Donate to legal funds.
Tribes may also provide direct donations for legal support to the Water Protector Legal Collective. The Sacred Stone Legal Defense Fund is also online. Direct contributions can be made via PayPal. This fund is restricted to the direct support of those arrested—bail, fines, court costs, vehicle impoundment, defendant travel, and attorney fees.
Bring in criminal defense attorneys.
With the rising number of arrests and the propensity of officers to charge felony offenses, there is a substantial need for criminal defense attorneys. If attorneys are licensed in North Dakota, or willing to become licensed in North Dakota, they should contact the WPLC to coordinate their services. Tribes can offer support by providing financial or other resources that will allow the attorney to provide criminal representation, including licensing fees where needed, travel, personnel costs, etc.
Make a game plan for responding to future legal challenges.

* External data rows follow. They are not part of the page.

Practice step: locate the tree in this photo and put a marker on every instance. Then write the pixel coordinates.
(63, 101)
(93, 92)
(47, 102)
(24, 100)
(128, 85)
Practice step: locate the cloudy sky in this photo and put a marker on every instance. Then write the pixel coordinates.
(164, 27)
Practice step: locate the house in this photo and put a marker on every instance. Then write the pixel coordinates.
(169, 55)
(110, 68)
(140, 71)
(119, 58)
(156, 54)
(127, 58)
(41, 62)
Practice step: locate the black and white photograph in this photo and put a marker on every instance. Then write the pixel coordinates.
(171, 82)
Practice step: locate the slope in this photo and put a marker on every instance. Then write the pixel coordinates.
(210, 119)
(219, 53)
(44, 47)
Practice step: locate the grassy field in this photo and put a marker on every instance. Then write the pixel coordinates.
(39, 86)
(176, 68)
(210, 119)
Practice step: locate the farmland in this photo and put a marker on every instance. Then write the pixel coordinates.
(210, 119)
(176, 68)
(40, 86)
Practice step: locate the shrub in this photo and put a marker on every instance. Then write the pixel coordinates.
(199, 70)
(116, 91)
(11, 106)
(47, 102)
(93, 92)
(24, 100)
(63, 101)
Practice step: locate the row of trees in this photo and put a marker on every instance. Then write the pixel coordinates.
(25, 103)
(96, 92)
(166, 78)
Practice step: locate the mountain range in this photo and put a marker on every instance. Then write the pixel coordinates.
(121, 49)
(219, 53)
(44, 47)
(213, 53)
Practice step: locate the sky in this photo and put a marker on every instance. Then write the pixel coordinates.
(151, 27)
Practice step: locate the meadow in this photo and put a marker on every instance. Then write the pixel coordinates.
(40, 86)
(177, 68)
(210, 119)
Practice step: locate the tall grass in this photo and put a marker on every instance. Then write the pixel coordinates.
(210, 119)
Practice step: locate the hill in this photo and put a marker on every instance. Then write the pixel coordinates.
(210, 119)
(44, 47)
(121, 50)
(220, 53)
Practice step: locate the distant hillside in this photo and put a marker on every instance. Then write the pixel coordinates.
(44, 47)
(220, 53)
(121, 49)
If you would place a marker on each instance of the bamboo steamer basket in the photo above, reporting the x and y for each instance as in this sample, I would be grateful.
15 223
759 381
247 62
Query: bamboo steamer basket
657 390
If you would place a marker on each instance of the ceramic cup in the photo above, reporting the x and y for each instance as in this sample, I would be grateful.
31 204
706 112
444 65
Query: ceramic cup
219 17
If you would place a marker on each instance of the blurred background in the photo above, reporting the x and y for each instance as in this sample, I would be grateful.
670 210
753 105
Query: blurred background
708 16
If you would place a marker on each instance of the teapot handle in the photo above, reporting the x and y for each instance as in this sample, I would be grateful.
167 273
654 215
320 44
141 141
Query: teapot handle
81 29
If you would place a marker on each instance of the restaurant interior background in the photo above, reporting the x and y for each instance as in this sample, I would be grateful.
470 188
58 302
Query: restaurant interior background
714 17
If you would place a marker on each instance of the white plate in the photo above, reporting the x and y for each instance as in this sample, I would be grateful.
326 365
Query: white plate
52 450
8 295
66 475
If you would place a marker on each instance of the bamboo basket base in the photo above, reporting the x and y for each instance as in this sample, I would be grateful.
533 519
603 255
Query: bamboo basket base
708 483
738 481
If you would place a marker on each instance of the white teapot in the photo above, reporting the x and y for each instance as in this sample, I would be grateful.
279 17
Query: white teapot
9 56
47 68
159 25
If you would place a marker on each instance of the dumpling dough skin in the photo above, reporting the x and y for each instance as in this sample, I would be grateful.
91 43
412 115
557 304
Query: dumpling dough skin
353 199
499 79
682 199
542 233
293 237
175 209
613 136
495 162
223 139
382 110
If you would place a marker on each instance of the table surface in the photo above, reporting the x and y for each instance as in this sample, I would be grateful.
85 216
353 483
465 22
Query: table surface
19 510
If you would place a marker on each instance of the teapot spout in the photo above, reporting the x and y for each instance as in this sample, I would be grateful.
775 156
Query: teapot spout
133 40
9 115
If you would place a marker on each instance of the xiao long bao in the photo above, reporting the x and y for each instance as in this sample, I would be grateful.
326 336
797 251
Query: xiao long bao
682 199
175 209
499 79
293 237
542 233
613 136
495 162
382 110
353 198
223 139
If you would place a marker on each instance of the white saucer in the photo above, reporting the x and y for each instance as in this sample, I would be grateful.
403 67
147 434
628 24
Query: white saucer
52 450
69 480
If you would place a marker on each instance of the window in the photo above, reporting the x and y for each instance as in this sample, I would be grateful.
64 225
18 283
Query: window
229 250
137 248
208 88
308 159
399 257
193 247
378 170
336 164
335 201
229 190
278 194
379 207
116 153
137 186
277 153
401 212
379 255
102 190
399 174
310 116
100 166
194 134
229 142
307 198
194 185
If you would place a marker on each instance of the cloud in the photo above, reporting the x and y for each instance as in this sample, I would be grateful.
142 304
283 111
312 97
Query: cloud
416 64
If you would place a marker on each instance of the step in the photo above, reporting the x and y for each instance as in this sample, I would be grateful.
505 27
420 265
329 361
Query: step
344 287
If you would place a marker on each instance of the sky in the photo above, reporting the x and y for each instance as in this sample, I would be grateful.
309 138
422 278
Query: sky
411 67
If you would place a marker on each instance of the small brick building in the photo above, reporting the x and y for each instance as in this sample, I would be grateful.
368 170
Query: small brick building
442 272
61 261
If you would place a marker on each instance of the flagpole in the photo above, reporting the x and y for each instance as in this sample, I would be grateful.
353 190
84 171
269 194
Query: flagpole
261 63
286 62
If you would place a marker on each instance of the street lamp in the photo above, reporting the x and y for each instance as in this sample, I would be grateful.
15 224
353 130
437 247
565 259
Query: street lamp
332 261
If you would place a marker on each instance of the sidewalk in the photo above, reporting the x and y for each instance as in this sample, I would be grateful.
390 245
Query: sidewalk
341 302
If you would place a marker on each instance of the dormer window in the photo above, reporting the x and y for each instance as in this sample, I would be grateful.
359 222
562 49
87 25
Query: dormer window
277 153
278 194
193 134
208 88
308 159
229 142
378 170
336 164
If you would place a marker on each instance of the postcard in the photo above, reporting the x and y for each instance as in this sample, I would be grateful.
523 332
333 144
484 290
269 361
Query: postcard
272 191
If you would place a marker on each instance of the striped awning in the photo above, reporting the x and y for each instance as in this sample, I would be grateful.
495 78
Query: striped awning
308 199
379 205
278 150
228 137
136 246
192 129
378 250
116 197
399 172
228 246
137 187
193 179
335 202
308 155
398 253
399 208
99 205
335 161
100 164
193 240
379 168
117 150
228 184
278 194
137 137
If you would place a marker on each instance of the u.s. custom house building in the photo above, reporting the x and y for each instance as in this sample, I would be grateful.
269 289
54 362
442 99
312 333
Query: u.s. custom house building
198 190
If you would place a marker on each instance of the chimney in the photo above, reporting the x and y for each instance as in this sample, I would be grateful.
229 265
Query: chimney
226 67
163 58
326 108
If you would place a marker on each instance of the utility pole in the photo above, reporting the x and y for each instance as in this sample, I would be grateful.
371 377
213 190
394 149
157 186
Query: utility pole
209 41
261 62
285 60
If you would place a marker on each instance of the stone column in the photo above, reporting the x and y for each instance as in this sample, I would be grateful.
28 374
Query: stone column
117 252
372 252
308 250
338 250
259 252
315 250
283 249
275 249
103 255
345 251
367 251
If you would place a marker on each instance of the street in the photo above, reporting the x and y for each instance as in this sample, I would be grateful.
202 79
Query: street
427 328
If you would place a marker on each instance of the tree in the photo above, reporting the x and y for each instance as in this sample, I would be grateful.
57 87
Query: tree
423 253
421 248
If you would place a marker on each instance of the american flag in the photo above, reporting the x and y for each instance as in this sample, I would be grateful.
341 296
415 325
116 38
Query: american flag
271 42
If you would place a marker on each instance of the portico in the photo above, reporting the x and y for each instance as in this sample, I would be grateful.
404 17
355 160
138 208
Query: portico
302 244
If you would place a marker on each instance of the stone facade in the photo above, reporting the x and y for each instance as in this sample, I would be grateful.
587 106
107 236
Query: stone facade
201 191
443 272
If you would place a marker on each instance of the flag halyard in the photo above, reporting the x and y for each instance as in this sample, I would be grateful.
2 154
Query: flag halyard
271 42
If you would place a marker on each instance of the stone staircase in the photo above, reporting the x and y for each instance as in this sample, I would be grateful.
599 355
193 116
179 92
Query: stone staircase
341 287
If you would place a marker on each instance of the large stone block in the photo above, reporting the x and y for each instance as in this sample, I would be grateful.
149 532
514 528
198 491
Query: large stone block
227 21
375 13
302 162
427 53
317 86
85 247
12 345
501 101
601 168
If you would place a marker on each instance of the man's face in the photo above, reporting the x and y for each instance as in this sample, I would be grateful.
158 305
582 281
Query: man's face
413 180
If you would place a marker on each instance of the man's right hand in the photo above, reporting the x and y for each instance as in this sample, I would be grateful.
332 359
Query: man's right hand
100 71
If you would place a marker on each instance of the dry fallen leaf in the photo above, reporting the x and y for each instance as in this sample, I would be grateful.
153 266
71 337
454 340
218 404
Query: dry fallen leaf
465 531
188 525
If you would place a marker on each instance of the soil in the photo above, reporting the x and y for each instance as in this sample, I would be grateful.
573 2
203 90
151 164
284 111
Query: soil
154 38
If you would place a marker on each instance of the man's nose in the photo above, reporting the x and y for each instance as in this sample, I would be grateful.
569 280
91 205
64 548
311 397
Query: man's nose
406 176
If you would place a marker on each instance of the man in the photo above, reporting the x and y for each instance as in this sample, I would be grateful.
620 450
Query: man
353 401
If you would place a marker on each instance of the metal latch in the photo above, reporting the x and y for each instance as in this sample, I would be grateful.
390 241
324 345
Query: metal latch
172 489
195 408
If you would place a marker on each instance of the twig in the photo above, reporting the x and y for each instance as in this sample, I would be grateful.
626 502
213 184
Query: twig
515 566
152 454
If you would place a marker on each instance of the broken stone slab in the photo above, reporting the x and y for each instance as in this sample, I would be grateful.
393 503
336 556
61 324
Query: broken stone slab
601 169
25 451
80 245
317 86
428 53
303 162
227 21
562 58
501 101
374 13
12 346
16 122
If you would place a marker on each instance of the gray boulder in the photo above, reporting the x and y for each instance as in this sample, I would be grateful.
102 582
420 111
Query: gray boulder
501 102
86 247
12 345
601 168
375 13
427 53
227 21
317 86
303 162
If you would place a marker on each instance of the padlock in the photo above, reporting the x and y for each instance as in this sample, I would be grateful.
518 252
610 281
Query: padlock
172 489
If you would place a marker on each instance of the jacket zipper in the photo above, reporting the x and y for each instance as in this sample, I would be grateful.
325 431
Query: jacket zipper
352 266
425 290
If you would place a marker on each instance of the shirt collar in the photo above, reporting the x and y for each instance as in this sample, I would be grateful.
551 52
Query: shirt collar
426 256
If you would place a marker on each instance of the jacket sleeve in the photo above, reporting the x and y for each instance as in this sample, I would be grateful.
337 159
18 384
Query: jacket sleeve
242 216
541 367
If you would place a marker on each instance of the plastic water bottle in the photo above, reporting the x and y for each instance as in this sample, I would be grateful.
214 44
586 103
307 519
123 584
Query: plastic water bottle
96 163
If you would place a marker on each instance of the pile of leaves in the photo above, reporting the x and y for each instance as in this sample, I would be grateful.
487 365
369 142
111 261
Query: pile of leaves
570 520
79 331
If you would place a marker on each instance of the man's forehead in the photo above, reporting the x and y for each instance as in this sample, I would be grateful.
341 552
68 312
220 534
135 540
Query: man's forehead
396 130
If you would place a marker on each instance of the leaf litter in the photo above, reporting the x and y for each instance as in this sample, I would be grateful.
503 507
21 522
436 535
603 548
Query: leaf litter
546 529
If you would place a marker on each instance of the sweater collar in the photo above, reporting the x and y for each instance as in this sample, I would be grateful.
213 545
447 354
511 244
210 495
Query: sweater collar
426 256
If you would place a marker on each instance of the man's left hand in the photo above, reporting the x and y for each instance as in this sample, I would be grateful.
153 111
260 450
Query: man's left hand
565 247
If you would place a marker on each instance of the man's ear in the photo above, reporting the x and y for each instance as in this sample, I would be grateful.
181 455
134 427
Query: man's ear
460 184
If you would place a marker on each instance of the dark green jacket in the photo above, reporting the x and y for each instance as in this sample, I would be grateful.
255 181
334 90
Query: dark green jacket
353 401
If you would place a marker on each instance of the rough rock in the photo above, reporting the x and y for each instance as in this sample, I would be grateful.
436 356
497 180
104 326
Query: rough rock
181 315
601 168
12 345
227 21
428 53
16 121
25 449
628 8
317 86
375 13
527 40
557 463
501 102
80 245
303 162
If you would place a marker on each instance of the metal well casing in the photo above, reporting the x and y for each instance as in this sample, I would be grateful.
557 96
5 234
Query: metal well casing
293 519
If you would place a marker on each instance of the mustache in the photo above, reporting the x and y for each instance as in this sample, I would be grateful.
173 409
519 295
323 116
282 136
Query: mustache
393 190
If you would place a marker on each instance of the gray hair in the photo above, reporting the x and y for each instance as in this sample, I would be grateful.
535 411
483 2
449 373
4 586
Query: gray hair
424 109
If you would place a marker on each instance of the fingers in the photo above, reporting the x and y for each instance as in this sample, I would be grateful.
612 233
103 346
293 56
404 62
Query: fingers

Finally, how does Indian country respond to the future legal challenges? This includes finding experienced attorneys in the human, civil, cultural and religious rights of Indigenous Peoples and bringing them to the table with others presently involved. Some of this will undoubtedly take form as class-action lawsuits. This is a crucial piece of building that capacity within Indian country. We are going to face future challenges beyond Standing Rock. For those specialists who have devoted their entire career to Indian country, now is the time to step up and add your knowledge and experience to the process. Efforts are now under way to connect Indian country attorneys to the public and environmental interest groups currently assisting the legal needs of the Water Protectors. Reach out to me if you wish to be a part.
Stay centered, and keep heart.
Our support is greatly needed, and there are things we can and must do from within Indian country. While battles will play out in western courtrooms, the issues are at the heart of who we are as Native people. I encourage attorneys to engage, especially those of us whose livelihood comes from working with and for tribes. The journey will be long, but we have some of the most capable people to rise to this call.